Abstract

Baker Academic’s new Dictionary of Scripture and Ethics (hereafter DSE) provides a broadly evangelical perspective on the relationship between the Bible and Christian ethics. This volume compiles the expertise of more than two hundred different scholars on over five hundred topics. Green, the general editor, introduces the resources describing the need for such a work, given the relative lack of scholarly attention that ‘the Bible and ethics’ has received in the academy. Green also highlights the historical challenges of addressing the relationship between Christian Scripture and ethics. He explains that Christian interpreters throughout history have often addressed ethical questions from Scripture by overly harmonizing biblical voices. This volume aims to offer its readers answers to difficult questions without dodging the most challenging of issues.
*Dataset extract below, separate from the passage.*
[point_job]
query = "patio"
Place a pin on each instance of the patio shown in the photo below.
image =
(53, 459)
DSE then provides three additional introductory sections dealing with larger questions surrounding biblical ethics. Allen Verhey first handles ‘Ethics in Scripture,’ defining ethics as ‘disciplined reflection concerning moral conduct and character.’ He adds, ‘In Scripture, such reflection is always disciplined by convictions about God’s will and way’ (p. 5). Verhey takes six pages to overview ethical approaches to Torah, the Prophets, Wisdom, the Gospels, Paul, and the later New Testament writings.
Charles Cosgrove writes the volume’s next introductory section, entitled ‘Scripture in Ethics: A History’ (pp. 13–25). Cosgrove tours the particular ethical approaches and concerns of believers in the first century, the Patristic period, the Medieval period, the Reformation, and the Modern/Postmodern era. Cosgrove’s survey aims to illustrate the complexity of the relationship between Christian Scripture and ethics. He also shows how varied are the conceptions of biblical authority, which is fundamental to modern debate.
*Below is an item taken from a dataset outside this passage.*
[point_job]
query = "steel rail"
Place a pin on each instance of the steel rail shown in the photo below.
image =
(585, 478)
In the final introductory section, Bruce Birch’s ‘Scripture in Ethics: Methodological Issues’ addresses the current state of ethical discussion in the life of individual Christians. That is, Birch contends that Christians use untested methods for drawing ethical conclusions from Scripture. He sets out to raise issues of perspective and methodological practice to help believers be more ‘self-conscious’ as they relate the Bible to their moral lives.
One typical article featured in this volume is Michael Gorman’s on ‘Abortion.’ Gorman even-handedly covers the ‘pro-life’ and ‘pro-choice’ sides in the debate. He helpfully notes the main arguments of each and also includes common responses to these arguments. In the end, Gorman draws upon the opposition of early Jewish and Christian communities to abortion and discusses the non-canonical texts that clearly attest to this stance.
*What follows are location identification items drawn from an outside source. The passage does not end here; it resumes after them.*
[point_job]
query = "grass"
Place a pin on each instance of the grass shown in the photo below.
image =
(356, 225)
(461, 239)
DSE is arranged alphabetically and, as with the above article, lives up to the goal(s) stated in the introductory matter. Treatments of stated topics seems fair and considers the complexity of the issues addressed. The wide range of topics includes: capitalism, artificial intelligence, ethics in the Additions to Daniel and Esther, concubinage, taxation, urbanization, ethics in the Dead Sea Scrolls, quality of life, reproductive technology, loans, Just-War Theory, individualism, hospice, and ecological ethics. The volume is recommended either as a starting place for further research or a ‘one-stop’ treatment on Christian ethics for pastors and lay people.